May 6 10:36:22 node02 kernel: drbd0: self
CDCCE6A3D5BA3FFC:95905CADE9DCFB23:3CF9226F2C03C538:0000000000000004
May 6 10:36:22 node02 kernel: drbd0: peer
A6DAADF5FB98B6D0:95905CADE9DCFB23:3CF9226F2C03C538:0000000000000004
May 6 10:36:22 node02 kernel: drbd0: helper command: /sbin/drbdadm
split-brain
May 6 10:36:22 node02 kernel: drbd0: conn( WFReportParams ->
Disconnecting )
May 6 10:36:22 node02 kernel: drbd0: error receiving ReportState, l: 4!
May 6 10:36:22 node02 kernel: drbd0: asender terminated
May 6 10:36:22 node02 kernel: drbd0: Terminating asender thread
May 6 10:36:22 node02 kernel: drbd0: tl_clear()

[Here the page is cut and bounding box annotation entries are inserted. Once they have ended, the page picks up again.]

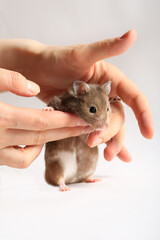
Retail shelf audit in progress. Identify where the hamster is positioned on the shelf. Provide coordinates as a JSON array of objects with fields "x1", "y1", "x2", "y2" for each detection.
[{"x1": 45, "y1": 81, "x2": 111, "y2": 191}]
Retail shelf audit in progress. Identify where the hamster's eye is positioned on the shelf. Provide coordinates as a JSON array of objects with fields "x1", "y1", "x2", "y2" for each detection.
[{"x1": 89, "y1": 107, "x2": 96, "y2": 113}]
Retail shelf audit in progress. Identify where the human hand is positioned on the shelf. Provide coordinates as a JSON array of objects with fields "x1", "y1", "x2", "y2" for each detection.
[
  {"x1": 0, "y1": 68, "x2": 89, "y2": 168},
  {"x1": 35, "y1": 30, "x2": 153, "y2": 161},
  {"x1": 0, "y1": 30, "x2": 153, "y2": 161}
]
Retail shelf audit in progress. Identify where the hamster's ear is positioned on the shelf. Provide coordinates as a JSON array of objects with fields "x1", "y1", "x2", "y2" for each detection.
[
  {"x1": 102, "y1": 81, "x2": 111, "y2": 95},
  {"x1": 73, "y1": 80, "x2": 90, "y2": 96}
]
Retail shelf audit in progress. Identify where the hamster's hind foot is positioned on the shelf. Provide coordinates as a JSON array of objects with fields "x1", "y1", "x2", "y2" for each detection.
[{"x1": 59, "y1": 183, "x2": 71, "y2": 192}]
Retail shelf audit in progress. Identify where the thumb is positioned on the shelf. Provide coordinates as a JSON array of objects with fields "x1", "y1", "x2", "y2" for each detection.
[
  {"x1": 0, "y1": 68, "x2": 40, "y2": 97},
  {"x1": 85, "y1": 29, "x2": 137, "y2": 64}
]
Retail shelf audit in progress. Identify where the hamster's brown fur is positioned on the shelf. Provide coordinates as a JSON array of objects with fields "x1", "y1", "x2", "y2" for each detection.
[{"x1": 45, "y1": 81, "x2": 111, "y2": 191}]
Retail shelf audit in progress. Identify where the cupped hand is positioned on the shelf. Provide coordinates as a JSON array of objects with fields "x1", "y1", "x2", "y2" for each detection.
[
  {"x1": 0, "y1": 68, "x2": 90, "y2": 168},
  {"x1": 28, "y1": 30, "x2": 154, "y2": 161},
  {"x1": 0, "y1": 30, "x2": 154, "y2": 161}
]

May 6 10:36:22 node02 kernel: drbd0: Connection closed
May 6 10:36:22 node02 kernel: drbd0: conn( Disconnecting -> StandAlone )
May 6 10:36:22 node02 kernel: drbd0: receiver terminated
May 6 10:36:22 node02 kernel: drbd0: Terminating receiver thread
May 6 10:40:53 node02 kernel: drbd0: conn( StandAlone -> Unconnected )
May 6 10:40:53 node02 kernel: drbd0: Starting receiver thread (from
drbd0_worker [13338])
May 6 10:40:53 node02 kernel: drbd0: receiver (re)started
May 6 10:40:53 node02 kernel: drbd0: conn( Unconnected -> WFConnection )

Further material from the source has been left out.